Olokun, Obatala'nın gökyüzündeki evine dönmesini bekledi. Sonra da engin okyanusun büyük dalgalarını topladı ve dalgaları, Obatala'nın yarattığı toprağa akın yapmaya gönderdi. Dalgalar, göz alabildiğince uzak yerler yine su altında kalıncaya dek, birbiri ardı sıra yeryüzüne aktı ve sonunda, okyanusun dalgalarının arkasında yalnızca bataklık kaldı. Tüm palmiye ağaçları köklerinden sökülmüş bir biçimde, su üstünde yüzmekdeydi. Tatlı patatesler çürüdü ve ölü balıklar gibi denizin yüzeyinde oraya buraya sürüklendi. İnsanlar tarlalarında, korularında ve evlerinde boğularak öldüler.


Sağ kalabilen insanlar tepelere kaçtılar ve Obatala'yı yardıma çağırdılar, ama Obatala aşağıdaki dalgaların çıkardığı gürültü nedeniyle onları duyamadı. Bunun üzerine, aralarında yaşayan tanrı Eşu'yu aradılar. Eşu'nun Obatala'ya ve Olorun'a haber götürebileceğini biliyorlardı. Eşu'ya, "Ne olur gökyüzünün krallığına git" diye yalvardılar "ve büyük tanrılara, korkunç tufanın bizi mahvettiğini haber ver!"

Eşu, "Eğer gökyüzü tanrılarından birisinin sizi dinlemesini istiyorsanız, haberle birlikte bir kurban yollamalısınız" diye karşılık verdi.


Halk Obatala'ya bir keçi kurban etti ve "Bu keçiyi Obatala'ya yiyecek olarak gönderiyoruz" dedi.


"Bu yeterli değil" dedi Eşu, "Size yapacağım yardımın karşılığı olarak bir armağan almayı ben de hak ettim."


Halk Eşu'ya da bir kurban sununca, Eşu zincirden yukarıya tırmandı ve Obatala'ya, Olokun'un İfe'yi ve yeryüzünün geri kalan kısmını nasıl sular altında bıraktığını anlattı.


Obatala, Olokun'la nasıl başa çıkacağını bilmiyordu; bu yüzden, Orunmila'ya akıl danıştı. Orunmila, "Sen burada gökyüzünde kal, ben İfe'ye ineyim. Sulann geri çekilmesini ve toprağın tekrar ortaya çıkmasını sağlayabilirim" diye konuştu.


Sonra, Orunmila altın zincirin yardımıyla aşağıya, İfe'yi ve yeryüzünü kaplayan sulara indi, özel bilgisini kullanarak, dalgaların kesilmesini ve suların geri çekilmesini sağladı. Dalgalar kesilir kesilmez bataklığı kuruttu ve Tanrıça Olokun'un, Obatala'ya kaptırdığı bölgeyi geri alma girişimlerine bir son verdi.


Tufandan sağ çıkan insanlar Orunmila'yı kahramanları olarak selamladılar; ona kendileriyle birlikte kalması ve kendilerini koruması için yalvardılar. Orunmila İfe'de kalmaya istekli değildi; ama yine de, orada yaşayan tanrılara ve insanlara, göremedikleri güçlere hâkim olabilmeleri için geleceği önceden nasıl bilebileceklerini öğretmeye yetecek kadar kalmayı kabul etti. Bu sürenin sonunda, Orunmila gökyüzündeki evine geri döndü; ama Obatala gibi, o da İfe'de hayatın nasıl gittiğini öğrenmek amacıyla sık sık altın zincirden aşağıya indi.

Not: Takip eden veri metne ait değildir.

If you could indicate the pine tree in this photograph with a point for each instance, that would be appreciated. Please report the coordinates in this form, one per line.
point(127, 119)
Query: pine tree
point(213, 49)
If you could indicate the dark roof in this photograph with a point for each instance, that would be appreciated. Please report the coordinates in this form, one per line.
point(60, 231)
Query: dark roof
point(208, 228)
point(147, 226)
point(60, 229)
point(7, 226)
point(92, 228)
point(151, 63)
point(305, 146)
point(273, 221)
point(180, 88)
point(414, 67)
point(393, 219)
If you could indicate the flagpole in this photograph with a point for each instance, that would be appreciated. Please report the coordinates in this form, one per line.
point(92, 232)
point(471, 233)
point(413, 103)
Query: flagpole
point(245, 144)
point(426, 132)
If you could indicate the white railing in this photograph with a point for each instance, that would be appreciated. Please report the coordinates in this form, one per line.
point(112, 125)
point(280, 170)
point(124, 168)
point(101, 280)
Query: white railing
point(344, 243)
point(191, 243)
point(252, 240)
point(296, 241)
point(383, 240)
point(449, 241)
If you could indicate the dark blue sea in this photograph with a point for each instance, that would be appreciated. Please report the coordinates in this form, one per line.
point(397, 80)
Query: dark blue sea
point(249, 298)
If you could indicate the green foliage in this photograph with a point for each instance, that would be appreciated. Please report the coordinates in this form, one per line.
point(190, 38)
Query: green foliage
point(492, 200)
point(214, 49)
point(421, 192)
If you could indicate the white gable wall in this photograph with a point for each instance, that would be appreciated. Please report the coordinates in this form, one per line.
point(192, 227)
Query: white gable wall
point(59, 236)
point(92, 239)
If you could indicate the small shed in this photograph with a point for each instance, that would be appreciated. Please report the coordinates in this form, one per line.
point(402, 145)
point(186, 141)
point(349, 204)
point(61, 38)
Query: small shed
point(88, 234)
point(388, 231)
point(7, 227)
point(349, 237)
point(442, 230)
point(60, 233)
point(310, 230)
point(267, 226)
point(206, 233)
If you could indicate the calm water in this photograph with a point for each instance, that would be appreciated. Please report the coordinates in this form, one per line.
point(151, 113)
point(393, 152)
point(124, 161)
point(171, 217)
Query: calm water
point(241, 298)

Denizin hâkimi, gökyüzünün hâkimiyle eşit konumda kalabilmek için, son bir girişimde daha bulundu. Olokun usta bir dokumacıydı; dokuduğu kumaşları boyamakta da aynı ölçüde becerikliydi. Bu nedenle, denizin hâkimi gökyüzünün hâkimine, bir dokuma yarışmasında kendisine meydan okuduğunu bildiren bir haber gönderdi.


Olorun kendi kendine, "Olokun benden çok daha iyi bir dokumacı; ama yine de, ona herhangi bir alanda benden daha üstün olduğunu bilmekten mutlu olmasına izin veremem. Eğer böyle davranırsam, Tarıça Olokun diğer konulardaki yeteneklerini de ortaya sürecektir ve bu durum, baştan başa tüm evrende bugün var olan düzeni bozacaktır. Bir şekilde, meydan okuyuşunu kabul etmiş gibi görünmeliyim; ama yine de, yarışmaya katılmaktan uzak durmalıyım. Şimdi, bu işi nasıl başarabilirim?" diye konuştu.

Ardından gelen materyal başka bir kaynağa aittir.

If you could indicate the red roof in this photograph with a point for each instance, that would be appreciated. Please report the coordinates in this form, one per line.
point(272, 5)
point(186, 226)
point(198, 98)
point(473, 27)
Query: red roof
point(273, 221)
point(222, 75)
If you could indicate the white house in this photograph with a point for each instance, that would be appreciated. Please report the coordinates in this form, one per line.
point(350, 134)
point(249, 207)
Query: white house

Olorun düşündü, düşündü. Birden gözleri parladı. Yüzün¬ de bir gülümsemeyle, habercisi bukalemunu yanına çağırdı. "Denizin hâkimi Olokun'un huzuruna çık" diye emretti, "ve ona şu haberi ilet; 'Gökyüzünün hâkimi denizin hâkimini selamlıyor. Dokuduğunuz kumaşlardan örnekleri habercisine göstermenizi rica ediyor. Bukalemun becerinizi değerlendirsin. Eğer dokumanız iddia ettiğiniz kadar güzelse, gökyüzünün hâkimi önerdiğiniz yarışmada sizinle yarışacaktır".


Bukalemun altın zincirden aşağıya indi ve Olorun'un haberini tanrıçaya iletti.


Olokun Olorun'un isteğini seve seve kabul etti. Sonra parlak yeşil bir etek giydi ve bir de ne görsün: Bukalemun parlak yeşilin güzel bir tonuna girmişti. Sonra, tanrıça parlak turuncu bir etek giydi ve bir de ne görsün: Bukalemun parlak turuncunun güzel bir tonuna girmişti. Daha sonra da, Tanrıça parlak kırmızı bir etek giydi ve bir de ne görsün: Bukalemun parlak kırmızının güzel bir tonuna girmişti. Tanrıça, birbiri ardı sıra çeşitli parlak renklerde etekler giydi ve her defasında, bukalemun tanrıçanın giyindiği eteğin rengine kesti. Ve sonunda tanrıça Olokun pes etti.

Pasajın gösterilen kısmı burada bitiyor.